Wuhan removes NFTs from metaverse plans amid regulatory trouble in China

China has been making forays in the metaverse since it imposed a blanket ban on digital currencies in 2021. However, non-fungible tokens (NFTs) have been relegated to the back seat due to regulators’ growing uncertainties around the asset class.

According to a report from the South China Morning Post, Wuhan is leading the drive away from NFTs as it removes the draft proposal it made to attract NFT investment from its industrial plan. Under the proposal, Wuhan’s authorities would have been saddled with drawing NFT investments to the city by offering incentives to industry players.

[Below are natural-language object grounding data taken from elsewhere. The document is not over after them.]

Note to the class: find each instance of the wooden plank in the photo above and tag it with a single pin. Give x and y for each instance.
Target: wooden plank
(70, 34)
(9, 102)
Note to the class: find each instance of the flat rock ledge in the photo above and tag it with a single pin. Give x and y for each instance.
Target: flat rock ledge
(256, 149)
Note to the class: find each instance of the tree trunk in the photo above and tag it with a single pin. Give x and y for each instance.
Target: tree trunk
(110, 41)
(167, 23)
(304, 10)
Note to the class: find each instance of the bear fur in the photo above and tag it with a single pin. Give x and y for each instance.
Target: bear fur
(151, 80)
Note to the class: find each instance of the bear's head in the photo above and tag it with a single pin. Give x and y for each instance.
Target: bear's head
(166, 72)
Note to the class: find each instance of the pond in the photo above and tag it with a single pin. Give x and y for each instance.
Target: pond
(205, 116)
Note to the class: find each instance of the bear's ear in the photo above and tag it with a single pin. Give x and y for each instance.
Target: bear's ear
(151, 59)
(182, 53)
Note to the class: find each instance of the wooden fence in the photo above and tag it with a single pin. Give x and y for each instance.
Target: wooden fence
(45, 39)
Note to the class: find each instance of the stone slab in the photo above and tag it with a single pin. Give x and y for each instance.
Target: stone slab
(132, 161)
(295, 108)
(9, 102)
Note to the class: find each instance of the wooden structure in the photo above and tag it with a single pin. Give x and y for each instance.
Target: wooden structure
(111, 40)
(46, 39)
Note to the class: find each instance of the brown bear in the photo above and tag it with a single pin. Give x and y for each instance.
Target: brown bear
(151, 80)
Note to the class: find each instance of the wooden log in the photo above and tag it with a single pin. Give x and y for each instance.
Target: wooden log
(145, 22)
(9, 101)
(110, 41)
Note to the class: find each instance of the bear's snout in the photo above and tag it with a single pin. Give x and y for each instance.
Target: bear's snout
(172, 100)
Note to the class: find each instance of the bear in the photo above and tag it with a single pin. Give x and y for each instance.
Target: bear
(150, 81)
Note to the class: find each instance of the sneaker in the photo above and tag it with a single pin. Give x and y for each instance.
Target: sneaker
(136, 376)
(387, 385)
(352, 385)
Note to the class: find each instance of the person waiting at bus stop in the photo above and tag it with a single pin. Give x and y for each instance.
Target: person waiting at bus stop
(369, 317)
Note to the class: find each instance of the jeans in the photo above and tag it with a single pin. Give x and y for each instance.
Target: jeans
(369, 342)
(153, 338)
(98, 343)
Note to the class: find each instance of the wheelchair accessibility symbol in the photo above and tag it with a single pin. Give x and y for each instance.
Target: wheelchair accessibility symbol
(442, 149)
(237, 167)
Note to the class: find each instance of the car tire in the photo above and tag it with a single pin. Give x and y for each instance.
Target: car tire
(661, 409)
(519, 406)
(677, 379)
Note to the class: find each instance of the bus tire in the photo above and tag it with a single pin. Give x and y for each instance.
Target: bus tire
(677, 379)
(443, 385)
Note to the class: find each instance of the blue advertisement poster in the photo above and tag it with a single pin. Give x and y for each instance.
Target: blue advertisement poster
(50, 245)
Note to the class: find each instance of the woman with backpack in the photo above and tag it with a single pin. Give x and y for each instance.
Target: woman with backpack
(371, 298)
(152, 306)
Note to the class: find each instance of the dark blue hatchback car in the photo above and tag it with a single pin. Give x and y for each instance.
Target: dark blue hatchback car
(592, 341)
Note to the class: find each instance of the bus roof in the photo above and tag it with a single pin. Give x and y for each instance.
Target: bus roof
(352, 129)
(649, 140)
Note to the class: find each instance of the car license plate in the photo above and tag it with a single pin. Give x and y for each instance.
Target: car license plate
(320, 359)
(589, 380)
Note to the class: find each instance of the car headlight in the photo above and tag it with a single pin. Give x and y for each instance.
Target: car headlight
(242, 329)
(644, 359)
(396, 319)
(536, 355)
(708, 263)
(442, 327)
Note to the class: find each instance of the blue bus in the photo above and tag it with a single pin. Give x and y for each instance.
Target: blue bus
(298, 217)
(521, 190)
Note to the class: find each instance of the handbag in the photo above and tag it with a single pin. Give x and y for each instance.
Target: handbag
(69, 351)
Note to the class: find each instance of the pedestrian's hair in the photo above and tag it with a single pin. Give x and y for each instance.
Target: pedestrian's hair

The revised document did not mention NFTs or digital collectibles but notes that the government and regulators would provide an enabling environment for firms to explore “decentralised operation models.” The document seems to go all in in the metaverse, stating that the city will be home to over 200 metaverse companies.

The document revealed that Wuhan harbors ambitious plans to build at least two metaverse industrial estates before 2025. Experts have noted that private ventures into virtual worlds have received a negative stance from the government, while cities like Shanghai and Beijing have announced plans to improve the digital economy of their cities through the use of the metaverse.

The shelving of NFT plans stands in contrast to the spike the asset class received back in 2020. OpenSea recorded hundreds of listings from Shanghai residents during the COVID-19 lockdown as users sought to preserve their experiences on the distributed ledgers, but the ban on digital currencies in the summer of 2021 soured the relationship.

The global metaverse craze

The seemingly mad rush for the metaverse has seen it rise to be one of the fastest-growing areas in the digital asset ecosystem. Governments are throwing their hats in the ring to challenge the dominance of corporations, and at the moment, the balance appears to be tilting in favor of state-backed virtual worlds.

South Korea sent waves of excitement through the industry after it announced that it was splurging $200 million to develop virtual worlds. The country’s Ministry of Science and ICT disclosed that the funds will be used to train 40,000 individuals in the metaverse, with the ultimate goal being the transformation of South Korea to be the “fifth-largest metaverse economy.”

The United Arab Emirates (UAE) appears to be transitioning to the metaverse as well after it was revealed that the Ministry of Economy had opened an office in the metaverse. Dubai, the most populous city in the UAE, stated that it planned to create 40,000 virtual jobs in the metaverse.